Companies need product owners, project managers, testers, support staff,
technical authors and many other non-coding roles (roles not mapped 1-1 with
people: a coder can where these hats too). So I suggest open source projects
need this too and the OP's role is quite valuable. It can be useful also to
have someone say ELI5 to make sure the coders can justify those funky changes!

------
informatimago
Yes. You seem to be bringing very valuable contributions that few developers
are able to dedicate time to.

On the other hand, you also seem to be wanting to explore more depths in
software development.

A parser should not scare any programmer, parser theory is well developed and
well known. There are a lot of books, and online-lectures to learn about
parsing, so you may learn about it and become able to modify or debug the
parser or the parsed language.

Just use a search engine to find lectures about scanning (lexical analysers),
parsing (syntactic analysers), and compilation in general, since it's usually
in the context of compilers that parsing algorithms are studied.

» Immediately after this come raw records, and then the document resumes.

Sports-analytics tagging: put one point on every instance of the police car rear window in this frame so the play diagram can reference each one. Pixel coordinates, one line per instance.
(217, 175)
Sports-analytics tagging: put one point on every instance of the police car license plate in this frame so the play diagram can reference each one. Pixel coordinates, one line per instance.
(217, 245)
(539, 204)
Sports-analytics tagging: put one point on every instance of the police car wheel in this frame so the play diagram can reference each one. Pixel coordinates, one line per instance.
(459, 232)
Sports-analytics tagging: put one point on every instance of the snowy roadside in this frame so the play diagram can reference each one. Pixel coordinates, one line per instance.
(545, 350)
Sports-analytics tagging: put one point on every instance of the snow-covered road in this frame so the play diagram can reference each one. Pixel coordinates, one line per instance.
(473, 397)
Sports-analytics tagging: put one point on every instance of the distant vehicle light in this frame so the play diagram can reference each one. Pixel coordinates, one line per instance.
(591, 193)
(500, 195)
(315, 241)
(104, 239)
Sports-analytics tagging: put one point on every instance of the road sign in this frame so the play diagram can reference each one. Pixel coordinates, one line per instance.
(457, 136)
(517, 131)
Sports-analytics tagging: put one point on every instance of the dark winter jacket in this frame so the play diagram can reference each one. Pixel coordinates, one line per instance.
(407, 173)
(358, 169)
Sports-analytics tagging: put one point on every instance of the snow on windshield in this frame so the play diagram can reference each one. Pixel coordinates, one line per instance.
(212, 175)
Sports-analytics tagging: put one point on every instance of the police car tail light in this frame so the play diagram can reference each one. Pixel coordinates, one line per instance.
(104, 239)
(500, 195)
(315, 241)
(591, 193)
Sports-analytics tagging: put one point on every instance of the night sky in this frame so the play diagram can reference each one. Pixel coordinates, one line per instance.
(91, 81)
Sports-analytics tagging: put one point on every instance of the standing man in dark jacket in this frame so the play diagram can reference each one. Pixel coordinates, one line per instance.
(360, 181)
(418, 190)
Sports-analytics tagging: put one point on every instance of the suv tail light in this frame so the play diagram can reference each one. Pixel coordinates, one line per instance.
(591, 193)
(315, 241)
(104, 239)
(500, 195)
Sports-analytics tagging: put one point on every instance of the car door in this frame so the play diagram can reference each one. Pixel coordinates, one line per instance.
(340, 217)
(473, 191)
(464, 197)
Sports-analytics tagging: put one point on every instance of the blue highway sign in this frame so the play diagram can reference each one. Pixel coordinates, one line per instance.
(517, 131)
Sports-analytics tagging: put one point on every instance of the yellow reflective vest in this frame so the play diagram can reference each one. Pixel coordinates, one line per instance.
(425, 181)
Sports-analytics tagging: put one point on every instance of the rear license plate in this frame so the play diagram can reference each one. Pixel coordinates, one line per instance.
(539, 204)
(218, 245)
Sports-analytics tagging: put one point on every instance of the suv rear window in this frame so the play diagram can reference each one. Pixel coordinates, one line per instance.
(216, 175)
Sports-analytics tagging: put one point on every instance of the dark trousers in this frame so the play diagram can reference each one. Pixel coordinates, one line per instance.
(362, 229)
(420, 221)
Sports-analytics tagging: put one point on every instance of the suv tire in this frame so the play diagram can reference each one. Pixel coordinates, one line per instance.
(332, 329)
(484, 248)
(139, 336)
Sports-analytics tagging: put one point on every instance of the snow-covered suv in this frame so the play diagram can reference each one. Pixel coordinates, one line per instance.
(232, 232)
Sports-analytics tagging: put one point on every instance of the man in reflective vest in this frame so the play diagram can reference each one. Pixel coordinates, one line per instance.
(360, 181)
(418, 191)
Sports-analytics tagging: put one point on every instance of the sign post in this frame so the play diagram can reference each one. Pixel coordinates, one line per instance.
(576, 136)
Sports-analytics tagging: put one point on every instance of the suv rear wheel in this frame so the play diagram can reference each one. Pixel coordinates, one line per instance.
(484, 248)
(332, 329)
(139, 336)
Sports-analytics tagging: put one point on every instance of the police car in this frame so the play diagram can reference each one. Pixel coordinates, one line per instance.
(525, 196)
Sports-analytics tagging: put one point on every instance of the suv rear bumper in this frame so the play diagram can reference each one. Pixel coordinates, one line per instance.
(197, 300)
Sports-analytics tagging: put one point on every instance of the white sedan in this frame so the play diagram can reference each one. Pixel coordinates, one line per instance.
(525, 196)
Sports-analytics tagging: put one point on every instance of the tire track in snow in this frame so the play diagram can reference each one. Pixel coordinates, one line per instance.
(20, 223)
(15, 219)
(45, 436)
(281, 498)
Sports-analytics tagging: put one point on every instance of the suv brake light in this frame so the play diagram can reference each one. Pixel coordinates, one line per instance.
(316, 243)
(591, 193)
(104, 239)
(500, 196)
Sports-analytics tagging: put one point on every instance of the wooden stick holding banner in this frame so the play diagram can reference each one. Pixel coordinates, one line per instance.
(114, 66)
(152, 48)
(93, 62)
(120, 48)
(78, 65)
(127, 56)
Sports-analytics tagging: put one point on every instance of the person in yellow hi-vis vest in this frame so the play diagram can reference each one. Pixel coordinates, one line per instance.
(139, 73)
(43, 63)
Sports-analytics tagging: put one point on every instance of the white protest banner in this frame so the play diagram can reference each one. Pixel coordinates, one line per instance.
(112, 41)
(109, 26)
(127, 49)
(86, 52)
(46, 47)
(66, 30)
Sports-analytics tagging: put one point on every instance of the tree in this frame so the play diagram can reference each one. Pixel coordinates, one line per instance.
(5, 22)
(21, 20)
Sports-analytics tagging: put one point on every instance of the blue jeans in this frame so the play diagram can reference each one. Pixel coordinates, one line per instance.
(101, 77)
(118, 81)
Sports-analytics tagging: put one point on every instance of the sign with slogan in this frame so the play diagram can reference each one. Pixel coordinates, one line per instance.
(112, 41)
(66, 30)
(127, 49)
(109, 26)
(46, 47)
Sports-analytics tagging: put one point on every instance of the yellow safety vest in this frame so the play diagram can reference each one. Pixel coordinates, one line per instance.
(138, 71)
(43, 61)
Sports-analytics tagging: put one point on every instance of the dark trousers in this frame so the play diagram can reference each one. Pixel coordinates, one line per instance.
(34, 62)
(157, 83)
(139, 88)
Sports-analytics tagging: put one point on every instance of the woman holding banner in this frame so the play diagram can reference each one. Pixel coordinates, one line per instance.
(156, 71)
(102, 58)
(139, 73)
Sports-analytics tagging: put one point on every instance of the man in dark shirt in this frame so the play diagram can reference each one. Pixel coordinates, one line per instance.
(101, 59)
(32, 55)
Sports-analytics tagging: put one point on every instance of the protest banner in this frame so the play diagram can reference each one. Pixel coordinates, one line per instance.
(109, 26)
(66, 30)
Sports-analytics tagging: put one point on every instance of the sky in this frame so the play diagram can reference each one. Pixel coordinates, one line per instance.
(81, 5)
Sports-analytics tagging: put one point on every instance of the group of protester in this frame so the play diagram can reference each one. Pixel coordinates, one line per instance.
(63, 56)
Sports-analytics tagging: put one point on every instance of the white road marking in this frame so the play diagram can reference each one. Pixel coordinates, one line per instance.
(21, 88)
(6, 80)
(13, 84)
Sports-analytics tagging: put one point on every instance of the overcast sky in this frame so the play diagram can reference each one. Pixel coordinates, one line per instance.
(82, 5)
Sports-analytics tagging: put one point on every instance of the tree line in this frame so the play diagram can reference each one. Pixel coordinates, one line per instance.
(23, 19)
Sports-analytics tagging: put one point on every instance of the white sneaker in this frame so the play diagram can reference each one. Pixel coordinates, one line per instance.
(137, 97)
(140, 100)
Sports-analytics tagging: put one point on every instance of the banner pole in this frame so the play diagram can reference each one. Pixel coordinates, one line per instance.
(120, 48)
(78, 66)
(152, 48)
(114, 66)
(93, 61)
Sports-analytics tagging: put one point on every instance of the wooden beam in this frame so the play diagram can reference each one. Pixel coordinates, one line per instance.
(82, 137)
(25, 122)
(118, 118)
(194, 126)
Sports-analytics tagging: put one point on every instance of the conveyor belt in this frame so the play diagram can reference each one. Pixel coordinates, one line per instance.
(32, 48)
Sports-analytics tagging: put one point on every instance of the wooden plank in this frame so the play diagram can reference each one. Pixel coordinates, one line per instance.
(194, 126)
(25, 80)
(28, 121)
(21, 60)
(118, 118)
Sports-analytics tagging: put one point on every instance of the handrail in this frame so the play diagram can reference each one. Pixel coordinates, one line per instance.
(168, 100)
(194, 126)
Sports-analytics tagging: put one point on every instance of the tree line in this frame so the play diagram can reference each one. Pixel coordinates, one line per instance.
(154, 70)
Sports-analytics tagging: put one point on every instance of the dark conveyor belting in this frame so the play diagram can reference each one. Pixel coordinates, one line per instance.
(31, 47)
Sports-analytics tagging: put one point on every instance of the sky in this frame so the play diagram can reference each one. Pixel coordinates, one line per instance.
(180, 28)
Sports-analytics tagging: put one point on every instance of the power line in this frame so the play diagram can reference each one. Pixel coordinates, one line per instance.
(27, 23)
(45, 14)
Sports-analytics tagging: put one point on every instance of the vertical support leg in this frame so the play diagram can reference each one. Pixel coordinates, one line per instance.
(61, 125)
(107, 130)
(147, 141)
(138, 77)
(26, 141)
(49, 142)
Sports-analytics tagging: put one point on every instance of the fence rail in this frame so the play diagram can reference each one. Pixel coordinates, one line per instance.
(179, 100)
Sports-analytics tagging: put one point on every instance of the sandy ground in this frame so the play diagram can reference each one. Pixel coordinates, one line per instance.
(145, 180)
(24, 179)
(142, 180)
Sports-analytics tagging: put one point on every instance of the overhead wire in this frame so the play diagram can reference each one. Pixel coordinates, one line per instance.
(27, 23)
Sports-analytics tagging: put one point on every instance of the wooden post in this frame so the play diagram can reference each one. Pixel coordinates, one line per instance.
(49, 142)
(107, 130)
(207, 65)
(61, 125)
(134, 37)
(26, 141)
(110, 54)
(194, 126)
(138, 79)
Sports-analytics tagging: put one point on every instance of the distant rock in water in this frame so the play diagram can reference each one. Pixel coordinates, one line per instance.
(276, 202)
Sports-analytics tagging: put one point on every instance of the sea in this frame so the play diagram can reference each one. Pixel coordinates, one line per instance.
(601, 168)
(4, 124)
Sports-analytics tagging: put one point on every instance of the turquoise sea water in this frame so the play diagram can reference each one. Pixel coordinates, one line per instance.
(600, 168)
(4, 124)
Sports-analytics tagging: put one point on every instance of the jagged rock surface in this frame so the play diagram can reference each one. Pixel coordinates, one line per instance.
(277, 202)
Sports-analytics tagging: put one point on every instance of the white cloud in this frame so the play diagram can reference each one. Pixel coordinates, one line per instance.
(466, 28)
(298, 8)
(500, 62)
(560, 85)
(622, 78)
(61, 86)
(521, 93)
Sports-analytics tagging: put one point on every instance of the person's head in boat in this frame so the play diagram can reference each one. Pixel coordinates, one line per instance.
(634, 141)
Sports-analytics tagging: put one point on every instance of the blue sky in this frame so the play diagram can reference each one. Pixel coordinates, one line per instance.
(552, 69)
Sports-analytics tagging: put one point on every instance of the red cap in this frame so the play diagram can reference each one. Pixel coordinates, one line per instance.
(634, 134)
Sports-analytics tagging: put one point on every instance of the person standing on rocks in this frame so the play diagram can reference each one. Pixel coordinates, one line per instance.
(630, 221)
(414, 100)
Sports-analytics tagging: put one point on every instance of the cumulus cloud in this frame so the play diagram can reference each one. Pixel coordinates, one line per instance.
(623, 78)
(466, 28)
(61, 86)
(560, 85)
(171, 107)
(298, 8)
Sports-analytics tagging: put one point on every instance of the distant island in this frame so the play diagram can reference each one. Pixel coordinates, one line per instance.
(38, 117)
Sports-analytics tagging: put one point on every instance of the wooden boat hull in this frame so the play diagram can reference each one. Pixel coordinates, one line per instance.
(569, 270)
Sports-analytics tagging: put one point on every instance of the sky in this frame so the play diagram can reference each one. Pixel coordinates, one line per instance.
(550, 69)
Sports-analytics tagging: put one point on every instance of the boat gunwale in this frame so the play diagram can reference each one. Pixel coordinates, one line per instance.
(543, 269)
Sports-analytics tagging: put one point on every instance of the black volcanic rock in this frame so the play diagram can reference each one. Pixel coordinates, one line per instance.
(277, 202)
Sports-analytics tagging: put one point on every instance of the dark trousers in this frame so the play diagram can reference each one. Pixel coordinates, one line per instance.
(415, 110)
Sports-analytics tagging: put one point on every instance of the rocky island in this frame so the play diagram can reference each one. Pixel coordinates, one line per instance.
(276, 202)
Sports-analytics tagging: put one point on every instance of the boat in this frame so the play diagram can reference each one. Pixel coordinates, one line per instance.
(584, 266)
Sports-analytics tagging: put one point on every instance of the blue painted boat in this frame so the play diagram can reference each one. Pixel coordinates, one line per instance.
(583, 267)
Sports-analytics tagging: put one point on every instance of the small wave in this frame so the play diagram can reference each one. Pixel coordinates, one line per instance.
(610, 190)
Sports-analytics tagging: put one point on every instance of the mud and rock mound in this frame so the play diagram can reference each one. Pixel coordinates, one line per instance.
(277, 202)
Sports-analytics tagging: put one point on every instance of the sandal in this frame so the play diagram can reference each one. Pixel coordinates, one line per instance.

Now the point here may be that for each component of your software, you may
have to learn one more technique or one more theory to understand it and be
able to contribute to it in a meaningful way. That's how it is: programmers
keep learning all the time, we're not finished when we get our diploma, it's
only the start.

------
kobigurk
I'll reiterate like almost everyone - I think you're doing extremely important
work.

The bigger question is - is it what you _want_ to do? You might be really good
at what you do right now, but you may actually want to code - for various
reasons that are yours.

If that's what you want, I'd first suggest - don't try to take it all at once.
It's a hard task even for experienced developers. From the top of my head - a
good way to get in might be writing tests. Maybe you could partner with a
current developer to write tests for him and that way get a glimpse into a
specific module.

If you're not into actually writing code, I'd try to understand why you feel
you're not at the same level. If it's because of other people's attitudes,
well, that's not good!

------
hr2016
Sounds like you are doing a good and important job. Personally I would like to
get myself into projects, both to help open source and learn more.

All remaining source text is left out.